Rifaximin was teratogenic in rats at doses of 150 to 300 mg/kg (approximately 2.5 to 5 times the recommended dose for TD [600 mg per day], and approximately 1.3 to 2.6 times the recommended dose for HE [1,100 mg per day], and approximately 0.9 to 1.8 times the recommended dose for IBS-D [1650 mg per day] adjusted for body surface area). Rifaximin was teratogenic in rabbits at doses of 62.5 to 1,000 mg/kg (approximately 2 to 33 times the recommended dose for TD [600 mg per day], and approximately 1.1 to 18 times the recommended dose for HE [1,100 mg per day], and approximately 0.7 to 12 times the recommended dose for IBS-D [1,650 mg per day] adjusted for body surface area). These effects include cleft palate, agnathia, jaw shortening, hemorrhage, eye partially open, small eyes, brachygnathia, incomplete ossification, and increased thoracolumbar vertebrae.
A pre and postnatal development study in rats showed no evidence of any adverse effect on pre and postnatal development at oral doses of rifaximin up to 300 mg/kg per day (approximately 5 times the recommended dose for TD [600 mg per day], and approximately 2.6 times the recommended dose for HE [1,100 mg per day], and approximately 1.8 times the recommended dose for IBS-D [1,650 mg per day] adjusted for body surface area).

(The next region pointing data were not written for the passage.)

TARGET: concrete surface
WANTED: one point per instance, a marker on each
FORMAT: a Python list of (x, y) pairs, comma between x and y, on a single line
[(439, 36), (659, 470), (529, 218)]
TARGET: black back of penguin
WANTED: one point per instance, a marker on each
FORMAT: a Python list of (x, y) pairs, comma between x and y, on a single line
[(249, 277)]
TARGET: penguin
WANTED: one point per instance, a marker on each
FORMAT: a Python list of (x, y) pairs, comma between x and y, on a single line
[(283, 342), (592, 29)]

There is no information regarding the presence of rifaximin in human milk, the effects of rifaximin on the breastfed infant, or the effects of rifaximin on milk production. The development and health benefits of breastfeeding should be considered along with the mother’s clinical need for XIFAXAN and any potential adverse effects on the breastfed infant from XIFAXAN or from the underlying maternal condition.

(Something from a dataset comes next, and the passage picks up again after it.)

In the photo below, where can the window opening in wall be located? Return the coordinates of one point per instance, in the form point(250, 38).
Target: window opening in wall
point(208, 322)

The safety and effectiveness of XIFAXAN has not been established in pediatric patients less than 12 years of age with TD or in patients less than 18 years of age for HE and IBS-D.

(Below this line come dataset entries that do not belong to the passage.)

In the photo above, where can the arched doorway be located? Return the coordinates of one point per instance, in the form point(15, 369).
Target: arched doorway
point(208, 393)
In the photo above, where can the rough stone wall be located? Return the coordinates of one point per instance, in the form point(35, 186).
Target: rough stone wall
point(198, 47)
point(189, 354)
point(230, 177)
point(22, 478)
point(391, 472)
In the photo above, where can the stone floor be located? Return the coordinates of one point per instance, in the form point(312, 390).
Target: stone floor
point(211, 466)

Of the total number of patients in the clinical study of XIFAXAN for HE, 19% of patients were 65 and over, while 2% were 75 and over. In the clinical studies of IBS-D, 11% of patients were 65 and over, while 2% were 75 and over. No overall differences in safety or effectiveness were observed between these subjects and younger subjects for either indication. Clinical studies with XIFAXAN for TD did not include sufficient numbers of patients aged 65 and over to determine whether they respond differently than younger subjects. Other reported clinical experience has not identified differences in responses between the elderly and younger patients, but greater sensitivity of some older individuals cannot be ruled out.
The pharmacokinetics of rifaximin in patients with impaired renal function has not been studied.
Following administration of XIFAXAN 550 mg twice daily to patients with a history of hepatic encephalopathy, the systemic exposure (i.e., AUCτ) of rifaximin was about 10-, 14-, and 21-fold higher in those patients with mild (Child-Pugh Class A), moderate (Child-Pugh Class B) and severe (Child-Pugh Class C) hepatic impairment, respectively, compared to that in healthy volunteers. No dosage adjustment is recommended because rifaximin is presumably acting locally. Nonetheless, caution should be exercised when XIFAXAN is administered to patients with severe hepatic impairment [see Warnings and Precautions (5.4), Clinical Pharmacology (12.3), Clinical Studies (14.2)].